Hired by a doddery academic to map out an old abandoned keep near the town of Winterhaven, I join a disparate band of adventurers. As we start our journey the introductions are made. 'What's your name?'


'That's nice, Argo. Me Jane. HA HA HA!'

'No, Iago. *sigh* Do you have no culture?'

For some reason the conversation then lacks for the journey, but excitement is still to be had when some kobolds jump out from behind some rocks, probably shout 'Utinni!', and start attacking.

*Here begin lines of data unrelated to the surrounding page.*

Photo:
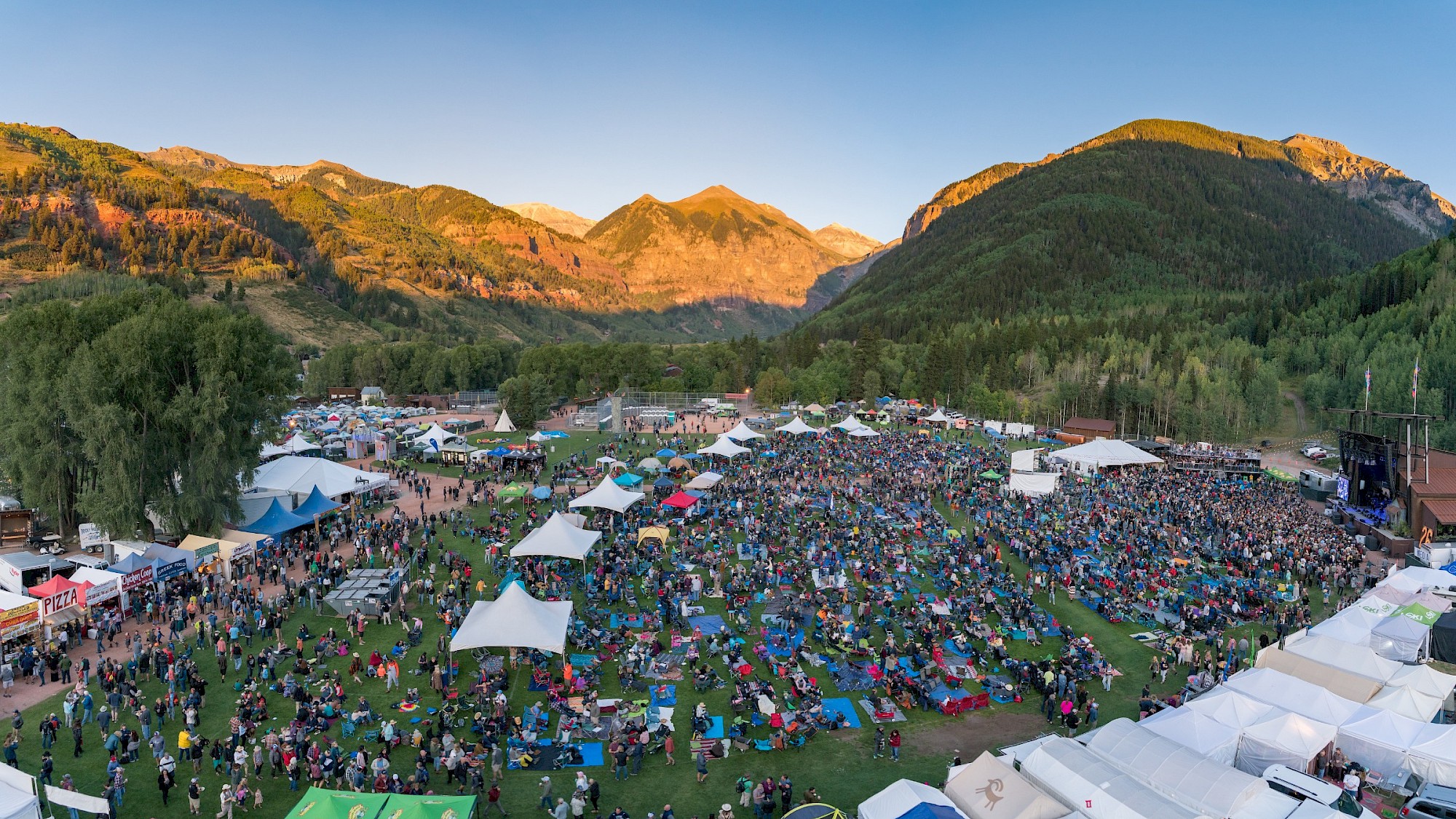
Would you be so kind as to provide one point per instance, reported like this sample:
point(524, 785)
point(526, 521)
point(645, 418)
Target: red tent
point(681, 500)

A couple of eagle-eyed fellows I find myself adventuring with quickly spot these kobolds and leap in to action, drawing weapons with lightning speed and loosing missiles before I have even noticed what's occurring.

'Do we have combat advantage over the kobolds in the surprise round?'

'As they are the ambushers I would say it's safe to suppose that we don't.' Despite this initial setback, as well as the shaky introductions, we work together to defeat the kobold... well, I'm reluctant to use the word 'threat'. Warlock, warlord, fighter, ranger and wizard, our different abilities and powers work in harmony and we swiftly kill the ambushers.

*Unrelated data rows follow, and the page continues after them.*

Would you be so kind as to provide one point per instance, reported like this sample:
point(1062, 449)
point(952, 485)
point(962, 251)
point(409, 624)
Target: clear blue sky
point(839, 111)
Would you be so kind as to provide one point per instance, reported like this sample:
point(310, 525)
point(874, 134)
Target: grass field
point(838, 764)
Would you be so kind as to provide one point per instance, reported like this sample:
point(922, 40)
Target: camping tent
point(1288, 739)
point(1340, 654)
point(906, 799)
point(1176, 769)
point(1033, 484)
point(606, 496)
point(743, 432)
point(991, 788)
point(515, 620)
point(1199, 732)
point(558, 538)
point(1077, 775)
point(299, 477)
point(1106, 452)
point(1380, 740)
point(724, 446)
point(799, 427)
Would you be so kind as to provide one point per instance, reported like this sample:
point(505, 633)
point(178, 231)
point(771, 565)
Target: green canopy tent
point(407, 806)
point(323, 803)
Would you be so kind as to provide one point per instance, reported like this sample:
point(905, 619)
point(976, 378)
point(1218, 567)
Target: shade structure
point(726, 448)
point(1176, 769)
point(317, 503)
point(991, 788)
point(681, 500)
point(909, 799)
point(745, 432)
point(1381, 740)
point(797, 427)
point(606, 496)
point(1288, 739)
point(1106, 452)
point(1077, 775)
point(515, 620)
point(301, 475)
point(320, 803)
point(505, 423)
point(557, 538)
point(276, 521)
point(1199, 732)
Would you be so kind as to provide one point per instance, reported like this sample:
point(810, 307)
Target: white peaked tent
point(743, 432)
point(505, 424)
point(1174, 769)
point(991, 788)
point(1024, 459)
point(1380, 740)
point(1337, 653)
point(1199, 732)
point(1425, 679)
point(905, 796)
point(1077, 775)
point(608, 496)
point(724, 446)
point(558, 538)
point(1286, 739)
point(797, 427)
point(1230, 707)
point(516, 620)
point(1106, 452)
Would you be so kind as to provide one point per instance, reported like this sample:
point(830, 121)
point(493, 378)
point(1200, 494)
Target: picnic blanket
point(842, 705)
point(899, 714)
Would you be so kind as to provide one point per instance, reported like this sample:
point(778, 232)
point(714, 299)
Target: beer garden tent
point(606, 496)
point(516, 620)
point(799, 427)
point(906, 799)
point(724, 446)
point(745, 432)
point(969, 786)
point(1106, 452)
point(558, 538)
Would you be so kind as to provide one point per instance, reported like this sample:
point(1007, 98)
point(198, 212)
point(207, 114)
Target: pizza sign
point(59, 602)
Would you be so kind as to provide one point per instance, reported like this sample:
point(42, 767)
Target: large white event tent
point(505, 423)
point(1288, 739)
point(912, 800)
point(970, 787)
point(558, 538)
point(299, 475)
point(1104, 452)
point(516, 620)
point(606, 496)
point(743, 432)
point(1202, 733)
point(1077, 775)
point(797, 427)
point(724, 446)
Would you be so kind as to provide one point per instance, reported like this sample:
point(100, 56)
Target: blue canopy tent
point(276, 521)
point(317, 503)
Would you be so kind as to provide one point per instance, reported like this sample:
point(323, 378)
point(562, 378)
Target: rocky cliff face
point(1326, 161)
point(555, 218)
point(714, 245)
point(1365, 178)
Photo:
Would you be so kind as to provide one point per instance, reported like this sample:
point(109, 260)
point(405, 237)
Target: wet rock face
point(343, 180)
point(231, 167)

Onwards to Winterhaven, where we shall spend the night before heading to the old keep.

3 Responses to “Fourth Edition Introduction”

  1. SmakenDahed Says:

    How are you enjoying 4e? I picked it up, thought it was pretty neat but then started to notice you were really limited in the character creation when compared to previous versions.

    I love their encounter building and treasure scaling. I loved what they did with the character races and healing. I also liked the big picture of the game, I just didn't like the lack of choice (i.e. try to cast Cause Wounds or make a necromancer) presented in the PHB for powers and character customization.

  2. Elf Says:

    It's still early to tell, having played just one session so far. I agree that character creation looks to be quite limited, where most 1st level characters in the same class will be nearly identical.

    I imagine that the character possibilities will expand with the introduction of the new books to be released, including more wizard classes. Whilst that will lead to more choice I am a little opposed to buying new books every few months for what should be core features.

    Time will tell whether our group enjoys 4e. If not, expect tales from a different system within a few of months.

  3. SmakenDahed Says:

    "Whilst that will lead to more choice I am a little opposed to buying new books every few months for what should be core features."

    This is another reservation I had with it as well. I understand they need to make their money, but it's sort of like selling a car without wheels.